Palmate Newt

An adult palmate newt.

While thrashing a pond full of newts on my work experience with Matt, we found an adult Palmate Newt hiding in the pondweeds nearby some common frogs. It is the smallest newt in Britain, 6 or 7cm smaller than the enormous Great Crested Newt, is common throughout West Europe, although it is actually extremely rare in Belgium and Holland.
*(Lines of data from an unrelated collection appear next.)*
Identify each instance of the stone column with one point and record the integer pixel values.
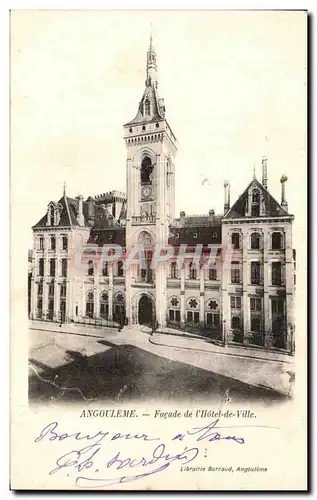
(202, 298)
(182, 275)
(110, 317)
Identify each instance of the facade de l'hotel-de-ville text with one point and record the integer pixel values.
(229, 276)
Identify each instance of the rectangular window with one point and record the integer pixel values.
(192, 272)
(52, 267)
(64, 243)
(39, 306)
(41, 267)
(173, 270)
(213, 274)
(276, 273)
(212, 319)
(277, 306)
(64, 268)
(256, 304)
(193, 317)
(120, 268)
(90, 268)
(105, 269)
(256, 323)
(89, 309)
(235, 275)
(235, 302)
(255, 273)
(174, 315)
(53, 243)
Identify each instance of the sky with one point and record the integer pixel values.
(234, 85)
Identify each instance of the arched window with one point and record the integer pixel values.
(192, 311)
(147, 107)
(255, 206)
(174, 270)
(90, 304)
(235, 323)
(90, 268)
(235, 241)
(212, 314)
(119, 308)
(255, 196)
(104, 305)
(146, 170)
(255, 241)
(276, 273)
(174, 314)
(105, 270)
(276, 241)
(192, 275)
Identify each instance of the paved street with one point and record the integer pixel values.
(125, 366)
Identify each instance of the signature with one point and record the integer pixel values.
(90, 461)
(83, 459)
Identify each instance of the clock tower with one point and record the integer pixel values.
(150, 169)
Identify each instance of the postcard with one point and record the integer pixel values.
(158, 250)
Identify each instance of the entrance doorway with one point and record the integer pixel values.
(146, 312)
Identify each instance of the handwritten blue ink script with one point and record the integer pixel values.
(90, 463)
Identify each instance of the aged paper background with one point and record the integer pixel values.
(39, 165)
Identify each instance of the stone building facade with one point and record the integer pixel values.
(234, 281)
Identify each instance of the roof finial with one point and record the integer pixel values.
(151, 37)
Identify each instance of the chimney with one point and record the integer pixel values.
(182, 217)
(264, 172)
(226, 206)
(91, 211)
(80, 216)
(284, 203)
(211, 215)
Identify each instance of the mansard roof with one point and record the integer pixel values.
(272, 207)
(196, 230)
(68, 210)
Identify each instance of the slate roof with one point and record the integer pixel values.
(272, 207)
(157, 111)
(68, 215)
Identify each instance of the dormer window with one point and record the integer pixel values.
(255, 196)
(53, 214)
(255, 207)
(147, 107)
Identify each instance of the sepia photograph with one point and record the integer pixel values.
(158, 163)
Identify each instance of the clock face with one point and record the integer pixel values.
(146, 191)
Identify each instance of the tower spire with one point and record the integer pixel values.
(151, 67)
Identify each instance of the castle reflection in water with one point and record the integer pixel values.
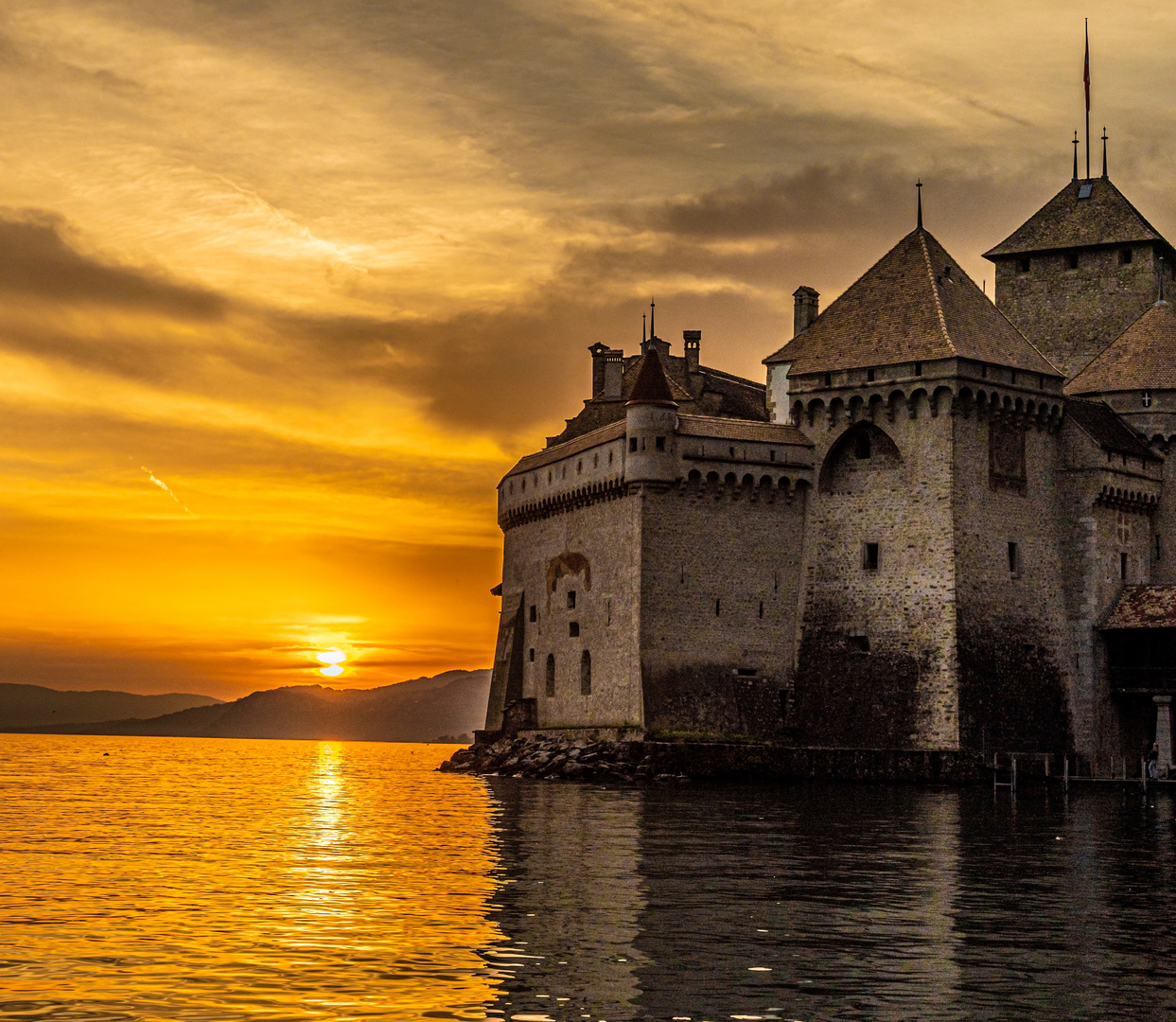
(813, 902)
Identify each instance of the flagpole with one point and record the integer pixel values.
(1087, 77)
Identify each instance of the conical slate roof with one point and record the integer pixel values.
(652, 387)
(1067, 221)
(915, 304)
(1142, 358)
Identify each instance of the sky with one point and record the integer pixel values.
(286, 287)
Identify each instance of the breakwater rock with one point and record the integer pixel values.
(653, 761)
(559, 757)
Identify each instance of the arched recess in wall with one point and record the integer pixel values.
(860, 451)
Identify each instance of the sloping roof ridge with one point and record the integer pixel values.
(1140, 449)
(935, 291)
(652, 387)
(1106, 352)
(995, 307)
(711, 372)
(1132, 206)
(585, 441)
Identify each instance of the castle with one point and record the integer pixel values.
(943, 523)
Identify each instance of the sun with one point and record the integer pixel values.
(333, 659)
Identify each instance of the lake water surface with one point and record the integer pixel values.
(199, 878)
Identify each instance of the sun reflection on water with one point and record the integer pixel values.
(193, 878)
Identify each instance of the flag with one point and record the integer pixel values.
(1085, 72)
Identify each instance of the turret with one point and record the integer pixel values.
(651, 420)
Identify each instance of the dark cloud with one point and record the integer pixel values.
(37, 259)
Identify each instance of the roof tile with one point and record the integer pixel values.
(1143, 607)
(1142, 358)
(915, 304)
(1067, 221)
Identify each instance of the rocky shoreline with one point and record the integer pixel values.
(561, 759)
(648, 761)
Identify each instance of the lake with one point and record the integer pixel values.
(202, 878)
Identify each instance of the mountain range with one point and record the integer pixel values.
(426, 710)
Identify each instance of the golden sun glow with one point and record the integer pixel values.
(334, 660)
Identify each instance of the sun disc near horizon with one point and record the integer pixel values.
(333, 661)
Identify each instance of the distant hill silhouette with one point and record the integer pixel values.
(450, 705)
(23, 706)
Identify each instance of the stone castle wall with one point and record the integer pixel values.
(876, 660)
(720, 582)
(1016, 678)
(595, 553)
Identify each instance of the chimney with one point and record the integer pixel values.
(599, 352)
(806, 308)
(613, 366)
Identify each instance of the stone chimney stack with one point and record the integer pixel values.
(806, 308)
(693, 339)
(598, 352)
(614, 374)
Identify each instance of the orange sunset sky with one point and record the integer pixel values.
(285, 287)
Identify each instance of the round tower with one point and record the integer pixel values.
(651, 420)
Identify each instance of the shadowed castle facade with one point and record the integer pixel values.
(943, 523)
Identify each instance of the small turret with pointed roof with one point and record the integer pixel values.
(652, 387)
(1078, 272)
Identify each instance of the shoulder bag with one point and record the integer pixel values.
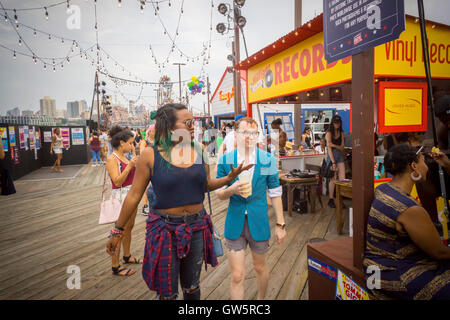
(109, 209)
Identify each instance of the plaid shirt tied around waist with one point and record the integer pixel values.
(156, 268)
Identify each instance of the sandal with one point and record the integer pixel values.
(134, 261)
(117, 271)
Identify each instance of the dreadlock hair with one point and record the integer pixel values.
(165, 120)
(117, 134)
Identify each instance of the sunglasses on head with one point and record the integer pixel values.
(189, 122)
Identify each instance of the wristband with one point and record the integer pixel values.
(118, 228)
(282, 226)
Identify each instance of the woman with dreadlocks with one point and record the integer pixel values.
(179, 231)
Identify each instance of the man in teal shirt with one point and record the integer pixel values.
(247, 220)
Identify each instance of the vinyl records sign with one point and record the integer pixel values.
(352, 26)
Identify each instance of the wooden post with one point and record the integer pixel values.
(363, 148)
(297, 107)
(98, 101)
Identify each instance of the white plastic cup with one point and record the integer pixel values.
(245, 177)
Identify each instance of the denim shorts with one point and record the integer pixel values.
(338, 156)
(187, 269)
(151, 196)
(246, 238)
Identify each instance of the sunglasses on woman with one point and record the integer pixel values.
(188, 122)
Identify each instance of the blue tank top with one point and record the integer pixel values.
(175, 186)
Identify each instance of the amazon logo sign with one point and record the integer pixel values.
(402, 106)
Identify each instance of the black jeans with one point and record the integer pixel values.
(188, 269)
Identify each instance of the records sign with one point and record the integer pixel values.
(352, 26)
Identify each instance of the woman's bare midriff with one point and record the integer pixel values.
(183, 210)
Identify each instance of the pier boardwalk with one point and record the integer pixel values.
(51, 225)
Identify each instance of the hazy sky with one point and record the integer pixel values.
(126, 34)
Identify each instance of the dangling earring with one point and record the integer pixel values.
(414, 177)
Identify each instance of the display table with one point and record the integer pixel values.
(343, 189)
(292, 183)
(300, 162)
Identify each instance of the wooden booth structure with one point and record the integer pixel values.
(293, 71)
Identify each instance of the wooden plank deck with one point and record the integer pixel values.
(50, 225)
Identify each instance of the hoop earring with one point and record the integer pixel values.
(415, 178)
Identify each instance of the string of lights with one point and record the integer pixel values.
(67, 3)
(101, 54)
(162, 65)
(174, 45)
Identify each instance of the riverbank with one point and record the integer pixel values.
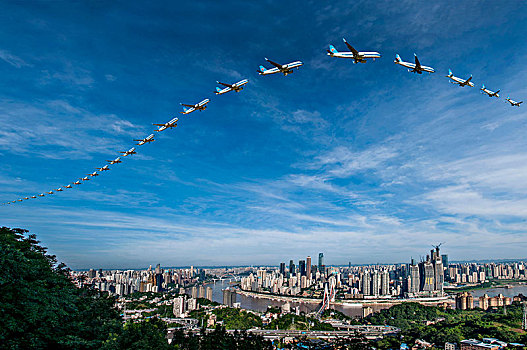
(350, 302)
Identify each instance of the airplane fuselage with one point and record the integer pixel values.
(361, 57)
(412, 67)
(489, 93)
(459, 81)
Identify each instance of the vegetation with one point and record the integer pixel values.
(41, 307)
(237, 319)
(438, 326)
(219, 339)
(296, 322)
(144, 334)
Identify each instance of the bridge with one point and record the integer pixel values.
(370, 332)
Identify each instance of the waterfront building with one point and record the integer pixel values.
(308, 267)
(464, 301)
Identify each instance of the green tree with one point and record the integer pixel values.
(143, 334)
(40, 306)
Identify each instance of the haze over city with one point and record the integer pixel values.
(367, 163)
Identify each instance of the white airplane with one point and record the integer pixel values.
(484, 90)
(236, 87)
(148, 139)
(127, 153)
(279, 68)
(357, 56)
(104, 168)
(416, 68)
(171, 124)
(459, 81)
(513, 103)
(115, 161)
(198, 106)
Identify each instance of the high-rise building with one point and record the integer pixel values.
(321, 262)
(302, 267)
(179, 307)
(385, 283)
(229, 297)
(282, 269)
(308, 267)
(426, 274)
(413, 286)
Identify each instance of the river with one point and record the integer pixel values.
(261, 304)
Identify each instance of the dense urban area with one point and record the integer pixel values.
(418, 305)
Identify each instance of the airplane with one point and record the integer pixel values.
(171, 124)
(115, 161)
(104, 168)
(459, 81)
(127, 153)
(201, 106)
(236, 87)
(354, 54)
(148, 139)
(513, 103)
(416, 68)
(484, 90)
(285, 69)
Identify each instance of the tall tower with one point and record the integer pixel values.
(524, 320)
(308, 267)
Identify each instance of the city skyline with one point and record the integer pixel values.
(365, 162)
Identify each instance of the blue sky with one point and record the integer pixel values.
(367, 163)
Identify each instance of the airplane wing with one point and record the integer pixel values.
(417, 63)
(351, 48)
(277, 65)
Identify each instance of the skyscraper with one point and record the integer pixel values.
(321, 262)
(282, 269)
(302, 267)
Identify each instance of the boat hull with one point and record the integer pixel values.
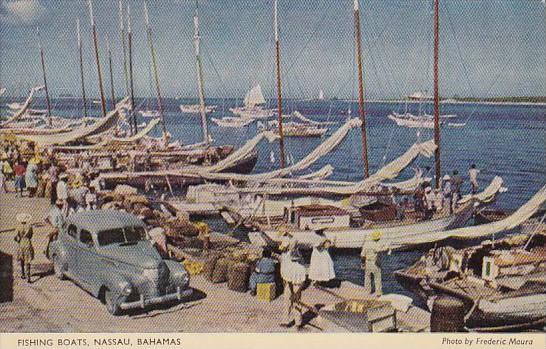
(397, 236)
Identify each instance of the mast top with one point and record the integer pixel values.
(91, 15)
(275, 21)
(39, 38)
(128, 18)
(146, 17)
(121, 24)
(79, 31)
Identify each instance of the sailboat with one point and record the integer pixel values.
(194, 108)
(500, 281)
(321, 95)
(253, 105)
(399, 234)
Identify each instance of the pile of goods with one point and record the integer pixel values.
(233, 266)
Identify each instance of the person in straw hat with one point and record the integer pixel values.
(321, 268)
(371, 263)
(25, 250)
(294, 275)
(57, 219)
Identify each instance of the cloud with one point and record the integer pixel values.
(22, 12)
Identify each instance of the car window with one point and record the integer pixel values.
(85, 238)
(119, 236)
(133, 234)
(72, 231)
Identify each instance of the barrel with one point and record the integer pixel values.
(219, 274)
(210, 263)
(447, 315)
(238, 275)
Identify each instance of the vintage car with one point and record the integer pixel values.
(106, 253)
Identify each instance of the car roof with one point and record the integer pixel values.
(100, 220)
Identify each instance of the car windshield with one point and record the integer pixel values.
(121, 236)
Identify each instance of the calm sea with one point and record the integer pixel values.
(504, 140)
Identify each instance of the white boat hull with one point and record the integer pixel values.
(400, 236)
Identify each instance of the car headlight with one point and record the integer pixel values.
(186, 278)
(150, 274)
(126, 290)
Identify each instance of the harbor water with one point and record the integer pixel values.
(502, 140)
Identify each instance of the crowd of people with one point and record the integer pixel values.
(428, 200)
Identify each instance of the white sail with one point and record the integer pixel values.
(254, 97)
(321, 95)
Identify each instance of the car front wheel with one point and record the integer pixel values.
(58, 268)
(112, 301)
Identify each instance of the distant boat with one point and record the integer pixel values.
(321, 95)
(420, 96)
(194, 108)
(235, 122)
(149, 113)
(253, 105)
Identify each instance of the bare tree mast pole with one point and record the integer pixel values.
(80, 52)
(154, 67)
(436, 93)
(97, 59)
(361, 105)
(279, 85)
(42, 60)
Palmate Newts are normally brown or pink in colour, with a slightly darker banded stripe across their eyes. They can have dark spots on their backs, but never as many as a Smooth Newt, and not as dark as those of a Great Crested Newt. Males possess webbed back feet, as well as a slight, smooth crest that will develop during mating season, which is around April.

These newts will eat most invertebrates smaller than them, crustaceans like freshwater shrimp, water fleas, frog or toad tadpoles, and occasionally, they will eat each other, making them the only cannibalistic newt in the UK. Palmate Newts only hunt at night, when the air is full of water, or the ground is particularly damp, spending the day and unsuitable nights underwater or beneath moist logs and stones. During the breeding season, the newts will also become active during the day, since they need to attract a mate and hunt.

The newt Matt and I found was a young female, and in relatively good health. We noted that Palmate Newts were present in the pond, and then moved away from where we found her, so that we wouldn’t disturb her and the other newts in the area again.